Cesear’s Forum, a minimalist theatre company, presented the play, now entitled Improvisation or The Shepherd’s Chameleon at Chicago’s Playwright’s Center in a 1989 production.

==Synopsis==
This Theatre of the Absurd one-act lampoons theatre criticism and theatrical conventions. Only about an hour in length and little known, it has seldom been seen since its inception. Ionesco, criticized for his early brand of avant-garde work, wrote the play as a responsive satire. Portraying himself as a beleaguered playwright, Ionesco is besieged by three scholarly critics; “Bartholoméus I, II, III and their attempt to replace truth with dogma. The character-author reveals the importance of theatre, and implicitly art, as an outlet for his inner obsessions.”
  He is saved from himself and The Dunciad by his cleaning lady.

==Themes==
Theatrical debates of the 1950’s and 60’s began with the avant-garde theatre of Samuel Becket, Eugene Ionesco, Arthur Adamov, Jean Genet and Bertolt Brecht. Performance techniques and theories of alienation or the distancing effect that began with Erwin Piscator and epic theatre became part of this debate. This movement of aesthetics and art criticism, particularly in France, came to be known as Nouvelle Critique. Roland Barthes, Bernard Dort and Jean-Jacques Gautier are the three Academic Critics (Bartholoméus I, II, III, in that order) represented in the play. Ionesco’s French title of the play also references earlier satires; Molière’s L’Impromptu de Versailles and Jean Giraudoux’s L’Impromptu de Paris.

==Critical reception==
Of the avante-garde movement, Robert W. Corrigan wrote, “these plays keep reasserting themselves; they have a mysterious hold on our sensibilities." Arthur Gelb in his New York Times 1960 review of the ANTA production writes, “The play, a long one-acter, is not only totally comprehensible but is also extremely funny... It is a wild, mocking, clear-eyed appraisal of theatre critics and scholars, avant-garde philosophers and obscurant playwrights –including one named Ionesco.” A Time Magazine article stated, “All this was no surprise to those who came expecting to be surprised, as any Ionesco audience must. It was a kind of Left Bank version of Author Meets the Critics, a personal attack on critics in dramatic form.” Both articles mention Eugene Ionesco, in person, at the close of the play; to discuss the influences on his work and provide an epilogue.
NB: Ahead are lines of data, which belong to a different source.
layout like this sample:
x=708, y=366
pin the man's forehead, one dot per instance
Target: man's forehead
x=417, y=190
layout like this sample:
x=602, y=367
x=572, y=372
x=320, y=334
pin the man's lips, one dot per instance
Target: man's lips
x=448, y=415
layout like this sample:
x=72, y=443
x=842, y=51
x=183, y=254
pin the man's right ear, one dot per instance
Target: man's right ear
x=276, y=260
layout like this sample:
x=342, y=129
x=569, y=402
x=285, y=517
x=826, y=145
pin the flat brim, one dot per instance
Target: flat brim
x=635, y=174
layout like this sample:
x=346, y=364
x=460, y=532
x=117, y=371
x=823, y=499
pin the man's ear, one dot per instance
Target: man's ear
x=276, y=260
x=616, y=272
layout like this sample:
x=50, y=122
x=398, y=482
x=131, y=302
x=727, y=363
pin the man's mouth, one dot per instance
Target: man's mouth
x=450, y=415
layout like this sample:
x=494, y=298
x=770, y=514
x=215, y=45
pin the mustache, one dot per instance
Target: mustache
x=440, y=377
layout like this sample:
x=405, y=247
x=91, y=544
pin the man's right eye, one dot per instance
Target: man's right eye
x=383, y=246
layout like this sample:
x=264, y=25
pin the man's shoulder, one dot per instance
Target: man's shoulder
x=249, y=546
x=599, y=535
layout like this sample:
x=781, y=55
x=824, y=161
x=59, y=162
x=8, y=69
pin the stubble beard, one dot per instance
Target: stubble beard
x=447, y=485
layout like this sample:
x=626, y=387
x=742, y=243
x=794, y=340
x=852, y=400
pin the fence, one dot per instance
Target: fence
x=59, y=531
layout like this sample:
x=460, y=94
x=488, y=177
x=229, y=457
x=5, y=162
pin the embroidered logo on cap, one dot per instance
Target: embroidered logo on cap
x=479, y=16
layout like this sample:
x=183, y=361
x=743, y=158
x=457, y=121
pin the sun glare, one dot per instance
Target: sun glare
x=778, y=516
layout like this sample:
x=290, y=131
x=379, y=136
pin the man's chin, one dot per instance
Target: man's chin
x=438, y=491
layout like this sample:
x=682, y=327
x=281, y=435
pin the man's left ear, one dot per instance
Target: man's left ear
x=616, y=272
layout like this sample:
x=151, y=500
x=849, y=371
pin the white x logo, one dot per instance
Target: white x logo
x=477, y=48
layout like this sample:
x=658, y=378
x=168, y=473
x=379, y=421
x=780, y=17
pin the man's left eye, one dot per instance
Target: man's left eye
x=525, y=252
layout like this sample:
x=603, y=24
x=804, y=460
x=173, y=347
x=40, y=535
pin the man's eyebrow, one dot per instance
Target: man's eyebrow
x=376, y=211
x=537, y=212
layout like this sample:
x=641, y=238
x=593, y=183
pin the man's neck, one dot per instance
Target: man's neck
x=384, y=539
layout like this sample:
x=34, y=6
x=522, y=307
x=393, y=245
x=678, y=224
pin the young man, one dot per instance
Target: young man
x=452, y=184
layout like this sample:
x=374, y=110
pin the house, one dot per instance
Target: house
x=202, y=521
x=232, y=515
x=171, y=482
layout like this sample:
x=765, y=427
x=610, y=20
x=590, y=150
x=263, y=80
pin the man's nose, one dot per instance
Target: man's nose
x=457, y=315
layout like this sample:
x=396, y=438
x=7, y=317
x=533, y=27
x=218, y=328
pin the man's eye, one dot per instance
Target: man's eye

Of the Cesear’s Forum revival, Anthony Adler, in his Chicago Reader review, found the play dated, writing “it means almost nothing in 1989 Chicago, where the most influential critics aren't Derrida or Foucault but Siskel and Ebert.” Richard Christiansen, however, in the Chicago Tribune, noted that the play “looks back to earlier French satires by Molière and Jean Giradoux in the same vein, while keeping up the stream of verbal nonsense that Ionesco stampedas his own... The five actors, headed by director Greg Cesear as the embattled Ionesco, are distinctly un-French, but they understand the jokes and the conceits, and they play them zestfully, without a trip of the tongue.”